Napoleon's Crimes: A Blueprint for Hitler (French: Le Crime de Napoléon) is a book published in 2005 by French writer Claude Ribbe, who is of Caribbean origin. In the book, Ribbe advances the thesis that Napoleon Bonaparte during the Haitian Revolution first used gas chambers as a method of mass execution, 140 years before Hitler and the Nazis. His accusations in the book have caused a minor political and academic storm when it was published, and its premise remains under contention to this day.
In the early 19th century, Napoleon had reinstated slavery in the French colonies of Saint-Domingue (now Haiti) and Guadeloupe, these were subsequently hit by a series of massive slave rebellions. Napoleon, as the person responsible for the reinstatement of slavery after the First French Republic had abolished it, was in charge of putting the slave revolts down, and he did so with brutal efficiency. Ribbe claims that some of Napoleon's men refused to do as they were ordered, and then later wrote journals describing the massacre. From these passages, he claims that Napoleon's troops burnt sulphur (readily collected from nearby volcanoes) to make sulphur dioxide gas, which is extremely poisonous. This would have been effective at helping to quell the rebelling Caribbean slaves.

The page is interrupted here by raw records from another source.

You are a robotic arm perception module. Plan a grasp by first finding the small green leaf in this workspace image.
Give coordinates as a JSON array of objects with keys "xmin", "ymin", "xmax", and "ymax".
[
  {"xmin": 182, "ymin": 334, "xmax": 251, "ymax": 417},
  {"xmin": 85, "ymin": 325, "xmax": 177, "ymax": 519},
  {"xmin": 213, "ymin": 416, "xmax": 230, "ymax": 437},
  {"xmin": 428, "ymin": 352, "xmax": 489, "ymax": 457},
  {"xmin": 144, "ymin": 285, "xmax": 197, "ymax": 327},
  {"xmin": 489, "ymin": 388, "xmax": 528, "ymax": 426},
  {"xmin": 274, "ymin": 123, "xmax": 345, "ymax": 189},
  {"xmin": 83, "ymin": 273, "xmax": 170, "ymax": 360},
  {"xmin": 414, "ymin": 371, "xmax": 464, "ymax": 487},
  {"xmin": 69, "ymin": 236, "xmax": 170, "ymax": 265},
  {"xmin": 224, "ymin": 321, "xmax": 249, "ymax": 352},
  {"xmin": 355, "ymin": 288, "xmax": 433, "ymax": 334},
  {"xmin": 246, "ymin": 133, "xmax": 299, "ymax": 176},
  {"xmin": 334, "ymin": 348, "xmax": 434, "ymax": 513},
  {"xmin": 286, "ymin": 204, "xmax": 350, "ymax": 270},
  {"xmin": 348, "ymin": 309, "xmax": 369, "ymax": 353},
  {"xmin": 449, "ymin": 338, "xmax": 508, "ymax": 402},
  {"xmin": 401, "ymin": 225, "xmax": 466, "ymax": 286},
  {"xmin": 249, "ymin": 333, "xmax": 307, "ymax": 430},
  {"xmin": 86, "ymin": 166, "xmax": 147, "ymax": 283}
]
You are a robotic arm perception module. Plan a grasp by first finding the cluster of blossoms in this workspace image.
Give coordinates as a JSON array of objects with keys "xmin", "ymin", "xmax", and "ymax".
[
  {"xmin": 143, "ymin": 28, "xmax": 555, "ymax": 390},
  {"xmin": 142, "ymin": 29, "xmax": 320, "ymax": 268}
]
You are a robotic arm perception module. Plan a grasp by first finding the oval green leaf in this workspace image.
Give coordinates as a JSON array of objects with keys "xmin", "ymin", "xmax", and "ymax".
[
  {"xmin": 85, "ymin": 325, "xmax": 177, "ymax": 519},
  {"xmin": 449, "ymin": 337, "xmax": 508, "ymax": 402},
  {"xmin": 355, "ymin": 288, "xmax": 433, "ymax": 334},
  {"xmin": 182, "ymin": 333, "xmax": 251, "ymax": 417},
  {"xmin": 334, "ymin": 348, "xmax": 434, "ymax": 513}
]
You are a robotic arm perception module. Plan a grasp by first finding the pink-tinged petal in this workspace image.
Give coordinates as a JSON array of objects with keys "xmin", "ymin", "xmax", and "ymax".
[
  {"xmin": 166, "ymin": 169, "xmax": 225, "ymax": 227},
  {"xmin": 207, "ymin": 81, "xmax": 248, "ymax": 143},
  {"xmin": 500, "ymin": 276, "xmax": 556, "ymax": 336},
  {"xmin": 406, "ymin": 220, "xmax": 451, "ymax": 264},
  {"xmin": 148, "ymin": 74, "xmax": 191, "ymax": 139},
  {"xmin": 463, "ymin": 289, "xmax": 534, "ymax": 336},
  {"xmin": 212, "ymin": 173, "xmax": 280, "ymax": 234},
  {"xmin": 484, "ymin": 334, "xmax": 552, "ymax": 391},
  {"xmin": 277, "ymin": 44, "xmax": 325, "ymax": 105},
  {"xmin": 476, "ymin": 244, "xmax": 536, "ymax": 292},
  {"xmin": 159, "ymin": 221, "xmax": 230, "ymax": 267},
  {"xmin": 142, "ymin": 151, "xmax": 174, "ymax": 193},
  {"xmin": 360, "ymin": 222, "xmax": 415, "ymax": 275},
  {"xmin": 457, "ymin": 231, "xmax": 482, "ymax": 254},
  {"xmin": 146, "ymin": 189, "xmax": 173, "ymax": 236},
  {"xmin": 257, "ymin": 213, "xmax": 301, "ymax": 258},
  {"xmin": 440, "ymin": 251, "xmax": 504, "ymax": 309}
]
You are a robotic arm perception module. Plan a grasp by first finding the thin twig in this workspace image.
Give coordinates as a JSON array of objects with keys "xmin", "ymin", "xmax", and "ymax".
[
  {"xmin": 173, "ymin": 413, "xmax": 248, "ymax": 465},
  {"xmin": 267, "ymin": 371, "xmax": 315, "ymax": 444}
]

Ribbe's most controversial accusation is that the holds of ships were used as makeshift gas chambers; and that up to 100,000 black slaves were murdered in them. These revelations are still in considerable academic dispute, but when the book was published, the French establishment was quick to condemn his allegations. The French newspaper France Soir, a populist tabloid, for instance, published a stinging editorial, calling the claims of the book insane. The French historian Pierre Branda wrote a critical analysis of Ribbe's book, stating that it is mainly based on suppositions and that the sources are few and often quoted and referred to with heavy omissions.
The book was written in a context of social tension for the bicentenary of the Battle of Austerlitz and in the same timeframe as the Affaire Olivier Grenouilleau, where the author is strongly implicated.Jérôme Gautheret, in Le Monde, considers that « Le Crime de Napoléon n’est pas un livre d’histoire » "is not a history book" and describes it as « charge polémique dirigée contre les « historiographes officiels » "a polemical charge directed against the "official historiographers"" and a "pamphlet" that does not really contribute to a “critical re-reading of the colonial fact”.[1]
Nicolas Lebourg denounces “this type of anachronism, [...] describing the slave trade as a Holocaust in wedges”.[2]